DYER: Yes. We’ve just kicked off a new process with the board in which we established an ad hoc strategic planning committee. We’ve been working closely with that board committee and the chair of that committee to develop a process for Somerset Medical Center. It’s a fairly traditional strategic planning process. We’ve got the process and the timeline together. We are in the midst of doing the environmental assessment right now and we’ll then be reviewing our vision, mission, goals and values and developing the goals and strategies that map back to that. So we’ve gotten much more closely engaged with the board of directors on this as well.

This is a different model, and we’ll have to see how it turns out over the next nine months.

GUERRA: Should CIOs view governance as something that can be changed if it’s broken?

DYER: The important thing is that the CEO is engaged and understands the importance of it.
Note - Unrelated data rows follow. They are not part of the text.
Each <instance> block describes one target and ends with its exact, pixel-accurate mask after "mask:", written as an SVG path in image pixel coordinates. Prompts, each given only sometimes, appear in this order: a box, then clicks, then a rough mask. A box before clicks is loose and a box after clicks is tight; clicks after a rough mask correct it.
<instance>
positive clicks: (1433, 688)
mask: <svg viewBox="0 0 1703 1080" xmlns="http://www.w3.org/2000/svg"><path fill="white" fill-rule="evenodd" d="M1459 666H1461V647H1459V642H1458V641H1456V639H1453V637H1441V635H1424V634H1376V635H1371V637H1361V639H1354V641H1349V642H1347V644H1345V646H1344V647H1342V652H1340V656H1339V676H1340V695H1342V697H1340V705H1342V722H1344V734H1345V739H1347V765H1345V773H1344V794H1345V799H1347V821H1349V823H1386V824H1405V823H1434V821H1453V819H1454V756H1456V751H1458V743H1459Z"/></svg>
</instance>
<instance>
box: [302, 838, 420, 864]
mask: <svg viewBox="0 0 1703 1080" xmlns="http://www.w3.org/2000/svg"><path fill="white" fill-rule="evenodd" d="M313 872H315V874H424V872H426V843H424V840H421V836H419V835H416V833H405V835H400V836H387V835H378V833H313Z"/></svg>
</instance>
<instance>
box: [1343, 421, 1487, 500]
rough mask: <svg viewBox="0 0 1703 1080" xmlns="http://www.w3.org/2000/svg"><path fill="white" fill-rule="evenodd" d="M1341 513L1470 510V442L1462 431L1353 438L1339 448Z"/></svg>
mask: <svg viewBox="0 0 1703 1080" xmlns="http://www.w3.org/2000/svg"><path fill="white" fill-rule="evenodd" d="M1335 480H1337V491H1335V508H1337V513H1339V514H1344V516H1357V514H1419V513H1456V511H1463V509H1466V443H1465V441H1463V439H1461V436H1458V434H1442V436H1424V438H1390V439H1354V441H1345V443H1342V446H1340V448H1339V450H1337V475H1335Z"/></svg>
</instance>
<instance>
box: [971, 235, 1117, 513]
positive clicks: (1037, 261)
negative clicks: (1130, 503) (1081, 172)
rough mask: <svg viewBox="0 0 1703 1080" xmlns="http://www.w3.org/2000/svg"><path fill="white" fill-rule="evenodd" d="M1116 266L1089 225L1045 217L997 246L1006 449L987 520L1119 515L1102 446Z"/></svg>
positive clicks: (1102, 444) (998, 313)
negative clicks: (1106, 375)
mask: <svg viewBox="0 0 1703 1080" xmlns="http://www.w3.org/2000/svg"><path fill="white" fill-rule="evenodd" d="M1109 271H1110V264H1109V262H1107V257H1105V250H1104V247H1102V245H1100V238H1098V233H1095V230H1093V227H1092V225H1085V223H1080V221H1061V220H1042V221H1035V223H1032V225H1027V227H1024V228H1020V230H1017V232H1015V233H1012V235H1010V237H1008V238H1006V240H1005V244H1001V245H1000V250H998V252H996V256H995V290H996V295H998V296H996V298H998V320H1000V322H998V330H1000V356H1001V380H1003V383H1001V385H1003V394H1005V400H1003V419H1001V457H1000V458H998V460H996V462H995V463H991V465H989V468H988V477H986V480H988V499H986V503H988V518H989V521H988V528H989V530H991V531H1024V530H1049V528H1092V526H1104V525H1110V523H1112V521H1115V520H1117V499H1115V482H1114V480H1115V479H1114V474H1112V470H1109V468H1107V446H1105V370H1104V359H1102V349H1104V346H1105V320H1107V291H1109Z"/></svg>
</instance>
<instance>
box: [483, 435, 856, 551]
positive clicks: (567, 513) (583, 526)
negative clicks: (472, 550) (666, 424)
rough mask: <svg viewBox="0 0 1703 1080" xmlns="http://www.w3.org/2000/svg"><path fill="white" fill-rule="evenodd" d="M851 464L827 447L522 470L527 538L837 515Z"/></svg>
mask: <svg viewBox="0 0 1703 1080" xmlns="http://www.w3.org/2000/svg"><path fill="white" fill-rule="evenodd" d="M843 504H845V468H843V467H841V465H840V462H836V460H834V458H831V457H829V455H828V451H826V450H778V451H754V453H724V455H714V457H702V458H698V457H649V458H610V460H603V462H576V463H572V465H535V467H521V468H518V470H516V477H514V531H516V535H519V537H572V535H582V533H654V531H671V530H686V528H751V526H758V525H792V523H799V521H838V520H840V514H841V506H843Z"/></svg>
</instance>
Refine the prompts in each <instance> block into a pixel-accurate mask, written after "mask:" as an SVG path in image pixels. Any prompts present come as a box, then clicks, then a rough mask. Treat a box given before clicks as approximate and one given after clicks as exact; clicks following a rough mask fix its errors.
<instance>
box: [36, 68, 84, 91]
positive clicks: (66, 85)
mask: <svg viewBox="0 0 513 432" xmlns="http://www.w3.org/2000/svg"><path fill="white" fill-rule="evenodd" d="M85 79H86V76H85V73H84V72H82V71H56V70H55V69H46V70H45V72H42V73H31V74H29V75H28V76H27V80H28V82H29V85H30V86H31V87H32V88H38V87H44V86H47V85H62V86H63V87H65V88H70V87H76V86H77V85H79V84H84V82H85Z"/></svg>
For one, having the CIO report to the CEO is extremely valuable. I was fortunate in that our CEO used to be the CFO, and when I first got here, it was a traditional CIO reporting to the CFO level. Our CFO was then promoted to CEO and that relationship stayed.

Governance is a fairly complex structure that you must have in place and, at least from the IT side, if you can have a board committee with CEO involvement and executive team involvement, it makes life much easier to move forward. Then you focus on getting your high level strategic plan approved which is aligned with the organizational plans. It just makes life a lot easier to move forward and there’s less friction associated with it, and less questioning of why things are going on.

On the IT side, it’s a very complex structure because you must have change management committees, you have to have oversight committees, you have to have project implementation committees, and then also informatics committees. They cross multiple lines. So it’s a fairly complicated structure to implement, particularly around clinical technologies. Having an understanding of governance, and how the board operates and what the board likes and doesn’t like, helps make that process a lot easier.


GUERRA: While titles are important, the person is as well. You could report to an IT-friendly CFO or a numbers-cruncher CFO who sees you as a big cost center.